Thursday, March 18, 2010

Don't Worry. Be Happy

A little over a year ago, while I was undergoing (successful) radiation treatment for prostate cancer, (pass the Viagra, please), I learned that my long-time position as editorial page editor was being eliminated. Such a luxury as an editorial editor no longer could be afforded by the idiots who ran a huge chain of monopoly newspapers.

Wow. It was a shock. And, sure, I was blue for a while. Until, before long, I realized I wasn't. I was happy.

It makes a guy question what the hell happiness is. And that's why I so eagerly read a review in this week's New Yorker by Elizabeth Kolbert. It was a review of several new books about exactly that - happiness.

The books (skip over this part if you don't care) were Derek Bok's "The Politics of Happiness: What Government Can Learn from the New Research on Well-being," Carol Graham's "Happiness Around the World: The Paradox of Happy Peasants and Miserable Millionaires," and Daniel Gilbert's "Stumbling on Happiness."

The authors all zero in on well-documented and counter-intuitive study results: While, to be sure, the rich report being happier than the poor, it turns out that lottery winners were no happier than non winners, 50 years of American prosperity and economic growth have made the average American no happier than his 1950s counterpart, and, yes, around the world and not only in this country, money and happiness don't equate.
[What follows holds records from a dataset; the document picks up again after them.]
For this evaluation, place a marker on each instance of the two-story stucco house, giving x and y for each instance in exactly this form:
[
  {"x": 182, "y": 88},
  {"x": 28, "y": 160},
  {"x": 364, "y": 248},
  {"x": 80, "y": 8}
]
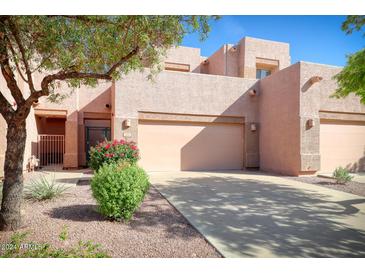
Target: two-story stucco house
[{"x": 246, "y": 106}]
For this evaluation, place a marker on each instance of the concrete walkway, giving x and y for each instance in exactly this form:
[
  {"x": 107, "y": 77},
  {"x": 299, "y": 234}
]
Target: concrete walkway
[
  {"x": 257, "y": 215},
  {"x": 357, "y": 177}
]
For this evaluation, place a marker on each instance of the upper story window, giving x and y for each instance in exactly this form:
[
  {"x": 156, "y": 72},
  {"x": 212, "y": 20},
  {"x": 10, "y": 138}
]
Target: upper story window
[{"x": 262, "y": 73}]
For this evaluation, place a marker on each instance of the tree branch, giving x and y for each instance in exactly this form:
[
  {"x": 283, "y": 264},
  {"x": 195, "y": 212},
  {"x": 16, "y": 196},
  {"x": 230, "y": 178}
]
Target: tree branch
[
  {"x": 64, "y": 75},
  {"x": 16, "y": 63},
  {"x": 5, "y": 108},
  {"x": 15, "y": 33}
]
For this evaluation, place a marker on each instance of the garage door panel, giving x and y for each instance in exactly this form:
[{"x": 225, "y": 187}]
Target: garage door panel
[
  {"x": 342, "y": 145},
  {"x": 170, "y": 146}
]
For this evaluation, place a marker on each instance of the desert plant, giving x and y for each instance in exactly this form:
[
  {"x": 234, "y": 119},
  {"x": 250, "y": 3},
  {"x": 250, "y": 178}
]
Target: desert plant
[
  {"x": 18, "y": 248},
  {"x": 112, "y": 152},
  {"x": 44, "y": 189},
  {"x": 119, "y": 189},
  {"x": 342, "y": 175}
]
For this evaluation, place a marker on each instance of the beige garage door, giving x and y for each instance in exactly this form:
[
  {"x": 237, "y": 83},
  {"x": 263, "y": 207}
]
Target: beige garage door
[
  {"x": 173, "y": 146},
  {"x": 342, "y": 144}
]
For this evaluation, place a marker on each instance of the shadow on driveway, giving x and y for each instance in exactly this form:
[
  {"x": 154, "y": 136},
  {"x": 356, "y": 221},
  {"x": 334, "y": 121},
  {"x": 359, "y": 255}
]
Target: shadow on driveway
[{"x": 254, "y": 218}]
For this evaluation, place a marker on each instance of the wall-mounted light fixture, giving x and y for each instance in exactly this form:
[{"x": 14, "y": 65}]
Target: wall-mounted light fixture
[
  {"x": 310, "y": 123},
  {"x": 253, "y": 127},
  {"x": 127, "y": 122},
  {"x": 252, "y": 92},
  {"x": 315, "y": 79}
]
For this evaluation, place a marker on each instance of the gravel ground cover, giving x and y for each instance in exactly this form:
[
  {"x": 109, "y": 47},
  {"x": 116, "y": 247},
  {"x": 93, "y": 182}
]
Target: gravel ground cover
[
  {"x": 156, "y": 230},
  {"x": 350, "y": 187}
]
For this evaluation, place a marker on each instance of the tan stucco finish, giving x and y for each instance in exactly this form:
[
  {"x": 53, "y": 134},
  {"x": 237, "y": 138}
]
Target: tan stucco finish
[{"x": 174, "y": 146}]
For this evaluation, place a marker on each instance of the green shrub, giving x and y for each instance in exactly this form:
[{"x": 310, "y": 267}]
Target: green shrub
[
  {"x": 112, "y": 152},
  {"x": 119, "y": 189},
  {"x": 19, "y": 248},
  {"x": 43, "y": 189},
  {"x": 342, "y": 175}
]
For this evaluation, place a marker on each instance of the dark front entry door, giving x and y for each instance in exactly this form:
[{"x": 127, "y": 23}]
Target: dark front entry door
[{"x": 95, "y": 135}]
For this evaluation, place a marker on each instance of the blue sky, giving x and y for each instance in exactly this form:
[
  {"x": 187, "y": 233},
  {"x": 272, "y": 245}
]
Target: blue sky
[{"x": 316, "y": 39}]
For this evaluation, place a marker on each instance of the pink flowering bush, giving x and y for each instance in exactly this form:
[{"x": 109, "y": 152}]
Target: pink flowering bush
[{"x": 112, "y": 152}]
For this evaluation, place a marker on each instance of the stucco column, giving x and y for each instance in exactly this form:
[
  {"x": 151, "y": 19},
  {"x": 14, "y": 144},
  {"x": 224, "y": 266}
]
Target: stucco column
[
  {"x": 81, "y": 140},
  {"x": 71, "y": 141},
  {"x": 252, "y": 155}
]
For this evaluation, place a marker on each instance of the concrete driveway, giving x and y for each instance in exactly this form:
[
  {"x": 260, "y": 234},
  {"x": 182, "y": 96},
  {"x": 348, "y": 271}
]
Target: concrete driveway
[{"x": 258, "y": 215}]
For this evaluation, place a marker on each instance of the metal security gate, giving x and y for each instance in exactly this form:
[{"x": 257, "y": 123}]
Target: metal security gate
[{"x": 51, "y": 149}]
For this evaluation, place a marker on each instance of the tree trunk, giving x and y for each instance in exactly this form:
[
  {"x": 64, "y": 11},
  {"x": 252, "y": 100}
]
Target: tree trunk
[{"x": 10, "y": 218}]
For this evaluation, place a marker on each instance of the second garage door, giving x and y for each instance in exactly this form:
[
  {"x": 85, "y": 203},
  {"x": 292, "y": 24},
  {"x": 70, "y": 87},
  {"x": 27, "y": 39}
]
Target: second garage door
[
  {"x": 173, "y": 146},
  {"x": 342, "y": 144}
]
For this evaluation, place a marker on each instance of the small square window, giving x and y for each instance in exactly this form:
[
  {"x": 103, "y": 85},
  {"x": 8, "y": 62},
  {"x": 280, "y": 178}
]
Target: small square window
[{"x": 262, "y": 73}]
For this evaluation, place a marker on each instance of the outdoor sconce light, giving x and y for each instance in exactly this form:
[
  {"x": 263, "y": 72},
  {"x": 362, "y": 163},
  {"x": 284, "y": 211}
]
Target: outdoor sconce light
[
  {"x": 127, "y": 122},
  {"x": 315, "y": 79},
  {"x": 252, "y": 92},
  {"x": 310, "y": 123},
  {"x": 253, "y": 127}
]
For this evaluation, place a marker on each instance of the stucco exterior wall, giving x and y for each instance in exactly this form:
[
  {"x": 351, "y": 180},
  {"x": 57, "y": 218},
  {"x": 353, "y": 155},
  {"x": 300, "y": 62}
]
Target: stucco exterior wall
[
  {"x": 184, "y": 93},
  {"x": 216, "y": 62},
  {"x": 279, "y": 121},
  {"x": 315, "y": 99},
  {"x": 185, "y": 55}
]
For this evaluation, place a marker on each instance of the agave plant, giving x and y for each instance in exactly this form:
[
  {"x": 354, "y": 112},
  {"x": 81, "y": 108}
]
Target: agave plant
[{"x": 44, "y": 189}]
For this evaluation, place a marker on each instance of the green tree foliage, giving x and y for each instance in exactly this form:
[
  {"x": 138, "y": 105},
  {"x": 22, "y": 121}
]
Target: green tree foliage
[{"x": 352, "y": 78}]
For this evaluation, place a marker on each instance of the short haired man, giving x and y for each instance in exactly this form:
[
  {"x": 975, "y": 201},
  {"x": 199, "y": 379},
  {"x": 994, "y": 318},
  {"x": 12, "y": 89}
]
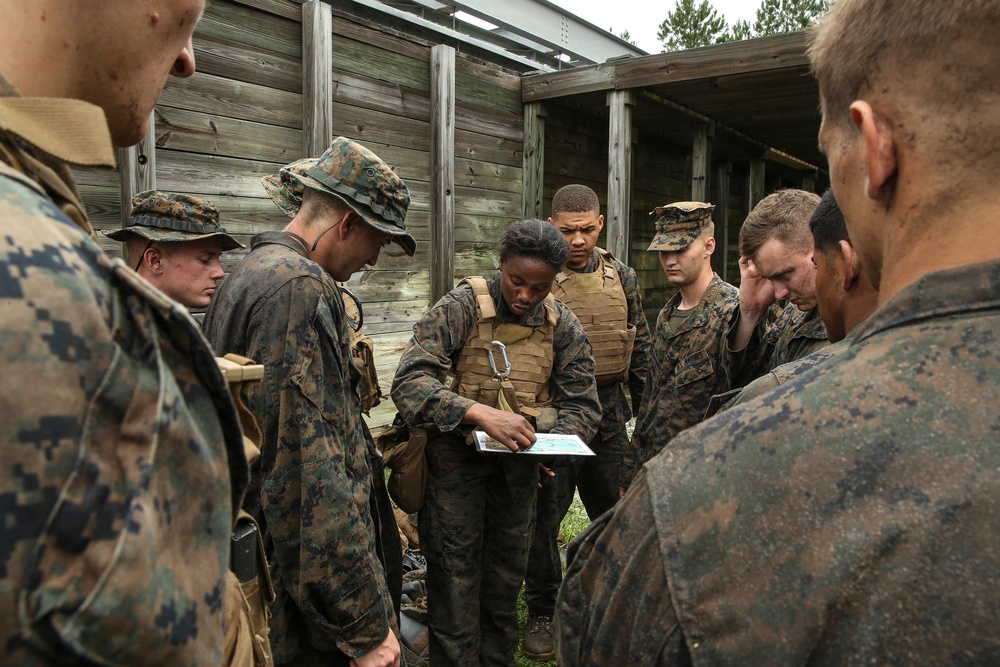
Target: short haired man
[
  {"x": 311, "y": 490},
  {"x": 604, "y": 294},
  {"x": 175, "y": 243},
  {"x": 844, "y": 293},
  {"x": 121, "y": 458},
  {"x": 776, "y": 263},
  {"x": 827, "y": 521},
  {"x": 687, "y": 360}
]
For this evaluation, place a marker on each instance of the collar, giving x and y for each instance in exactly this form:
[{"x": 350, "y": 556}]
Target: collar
[{"x": 68, "y": 130}]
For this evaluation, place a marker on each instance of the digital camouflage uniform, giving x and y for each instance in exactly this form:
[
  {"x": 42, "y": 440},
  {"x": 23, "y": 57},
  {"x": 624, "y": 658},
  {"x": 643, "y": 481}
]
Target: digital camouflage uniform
[
  {"x": 475, "y": 527},
  {"x": 846, "y": 518},
  {"x": 793, "y": 334},
  {"x": 122, "y": 461},
  {"x": 687, "y": 364},
  {"x": 312, "y": 486},
  {"x": 597, "y": 478}
]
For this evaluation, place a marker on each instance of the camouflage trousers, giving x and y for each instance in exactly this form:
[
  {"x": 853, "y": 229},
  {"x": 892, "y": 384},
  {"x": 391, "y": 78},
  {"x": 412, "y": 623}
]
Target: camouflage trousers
[
  {"x": 597, "y": 478},
  {"x": 475, "y": 529}
]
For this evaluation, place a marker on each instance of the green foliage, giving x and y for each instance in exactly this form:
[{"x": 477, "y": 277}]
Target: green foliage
[
  {"x": 690, "y": 25},
  {"x": 778, "y": 16}
]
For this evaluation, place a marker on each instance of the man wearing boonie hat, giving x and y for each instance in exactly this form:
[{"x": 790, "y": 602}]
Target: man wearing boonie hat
[
  {"x": 174, "y": 241},
  {"x": 311, "y": 490},
  {"x": 687, "y": 365}
]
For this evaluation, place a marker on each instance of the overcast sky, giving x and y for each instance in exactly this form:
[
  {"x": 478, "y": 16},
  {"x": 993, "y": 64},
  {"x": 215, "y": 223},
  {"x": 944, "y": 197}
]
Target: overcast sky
[{"x": 642, "y": 17}]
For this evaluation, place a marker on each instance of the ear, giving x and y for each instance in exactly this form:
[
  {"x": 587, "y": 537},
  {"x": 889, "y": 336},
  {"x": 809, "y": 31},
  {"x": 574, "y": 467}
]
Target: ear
[
  {"x": 852, "y": 265},
  {"x": 879, "y": 149}
]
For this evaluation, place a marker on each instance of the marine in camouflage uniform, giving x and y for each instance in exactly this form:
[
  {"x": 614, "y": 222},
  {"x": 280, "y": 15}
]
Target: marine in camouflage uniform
[
  {"x": 604, "y": 294},
  {"x": 475, "y": 527},
  {"x": 688, "y": 354},
  {"x": 122, "y": 463},
  {"x": 849, "y": 516},
  {"x": 312, "y": 486},
  {"x": 776, "y": 263}
]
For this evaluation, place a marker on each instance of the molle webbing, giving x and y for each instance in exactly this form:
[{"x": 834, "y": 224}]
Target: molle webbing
[
  {"x": 598, "y": 300},
  {"x": 529, "y": 350}
]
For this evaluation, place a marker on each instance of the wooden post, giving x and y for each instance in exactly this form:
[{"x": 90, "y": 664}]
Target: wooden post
[
  {"x": 533, "y": 161},
  {"x": 723, "y": 171},
  {"x": 755, "y": 183},
  {"x": 317, "y": 77},
  {"x": 620, "y": 173},
  {"x": 699, "y": 164},
  {"x": 137, "y": 170},
  {"x": 442, "y": 171}
]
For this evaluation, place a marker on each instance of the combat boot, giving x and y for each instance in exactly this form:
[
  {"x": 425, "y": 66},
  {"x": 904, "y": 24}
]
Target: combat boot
[{"x": 537, "y": 642}]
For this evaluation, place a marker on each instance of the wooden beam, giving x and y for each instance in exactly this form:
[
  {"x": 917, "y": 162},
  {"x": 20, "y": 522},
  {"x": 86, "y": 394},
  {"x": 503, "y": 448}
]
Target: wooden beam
[
  {"x": 699, "y": 164},
  {"x": 755, "y": 183},
  {"x": 720, "y": 216},
  {"x": 442, "y": 171},
  {"x": 533, "y": 161},
  {"x": 317, "y": 77},
  {"x": 137, "y": 170},
  {"x": 620, "y": 173}
]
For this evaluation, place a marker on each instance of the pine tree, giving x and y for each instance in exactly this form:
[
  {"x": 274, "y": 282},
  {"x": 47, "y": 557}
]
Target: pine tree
[
  {"x": 690, "y": 25},
  {"x": 778, "y": 16}
]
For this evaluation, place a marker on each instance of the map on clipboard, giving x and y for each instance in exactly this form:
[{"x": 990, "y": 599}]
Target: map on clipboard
[{"x": 547, "y": 444}]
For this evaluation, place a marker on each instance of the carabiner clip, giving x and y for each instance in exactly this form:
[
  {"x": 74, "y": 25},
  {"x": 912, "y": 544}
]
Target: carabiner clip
[{"x": 493, "y": 364}]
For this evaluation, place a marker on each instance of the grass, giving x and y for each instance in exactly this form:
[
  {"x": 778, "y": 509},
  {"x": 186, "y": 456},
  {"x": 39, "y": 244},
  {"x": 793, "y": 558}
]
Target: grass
[{"x": 573, "y": 524}]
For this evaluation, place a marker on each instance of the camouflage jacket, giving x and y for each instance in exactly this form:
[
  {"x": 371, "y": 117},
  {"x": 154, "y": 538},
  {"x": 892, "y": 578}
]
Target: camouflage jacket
[
  {"x": 122, "y": 461},
  {"x": 786, "y": 372},
  {"x": 846, "y": 518},
  {"x": 614, "y": 405},
  {"x": 686, "y": 369},
  {"x": 793, "y": 335},
  {"x": 311, "y": 486},
  {"x": 420, "y": 388}
]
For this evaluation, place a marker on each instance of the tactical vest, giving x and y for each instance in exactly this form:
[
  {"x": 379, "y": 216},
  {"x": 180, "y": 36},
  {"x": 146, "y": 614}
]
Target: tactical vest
[
  {"x": 529, "y": 350},
  {"x": 362, "y": 352},
  {"x": 598, "y": 300}
]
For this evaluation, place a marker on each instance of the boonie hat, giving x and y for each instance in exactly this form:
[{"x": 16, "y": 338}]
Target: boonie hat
[
  {"x": 680, "y": 223},
  {"x": 168, "y": 216},
  {"x": 356, "y": 176}
]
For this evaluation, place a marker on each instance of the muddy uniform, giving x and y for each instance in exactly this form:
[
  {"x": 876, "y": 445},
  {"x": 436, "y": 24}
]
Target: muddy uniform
[
  {"x": 686, "y": 368},
  {"x": 847, "y": 517},
  {"x": 475, "y": 527},
  {"x": 793, "y": 334},
  {"x": 311, "y": 488},
  {"x": 605, "y": 296},
  {"x": 122, "y": 462}
]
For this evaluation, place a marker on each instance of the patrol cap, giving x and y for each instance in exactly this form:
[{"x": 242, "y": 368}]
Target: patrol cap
[
  {"x": 356, "y": 176},
  {"x": 680, "y": 223},
  {"x": 169, "y": 216}
]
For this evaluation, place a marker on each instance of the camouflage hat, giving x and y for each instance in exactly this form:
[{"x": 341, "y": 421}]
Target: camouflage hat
[
  {"x": 680, "y": 223},
  {"x": 168, "y": 216},
  {"x": 352, "y": 173}
]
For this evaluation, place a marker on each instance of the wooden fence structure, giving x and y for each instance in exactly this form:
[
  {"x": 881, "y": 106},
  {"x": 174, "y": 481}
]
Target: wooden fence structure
[{"x": 477, "y": 143}]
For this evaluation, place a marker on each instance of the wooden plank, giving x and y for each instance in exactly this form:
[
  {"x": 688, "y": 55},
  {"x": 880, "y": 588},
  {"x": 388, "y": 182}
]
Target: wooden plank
[
  {"x": 550, "y": 85},
  {"x": 251, "y": 27},
  {"x": 772, "y": 53},
  {"x": 211, "y": 175},
  {"x": 211, "y": 134},
  {"x": 699, "y": 163},
  {"x": 533, "y": 160},
  {"x": 233, "y": 60},
  {"x": 137, "y": 169},
  {"x": 235, "y": 99},
  {"x": 619, "y": 172},
  {"x": 442, "y": 170},
  {"x": 284, "y": 8},
  {"x": 317, "y": 88}
]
For instance, the percentage of people in Nigeria who rate themselves as being happy is the same as the percentage of people in Japan, although the per-capita Gross Domestic Product in Japan is nearly 25 times higher. Reviewer Kolbert wraps up her piece by suggesting that, in any event, fervent attempts to grow the economy at the expense of wrecking the Earth might not be a good trade-off.

I would agree. But the fact is that there are lots of theories about all this happiness stuff, none particularly convincing. I don't have a better one. But as I settle into my recliner with a good book - in this case, the new novel: "The Secret Life of Emily Dickinson" - I think I'll just be happy. Not to worry.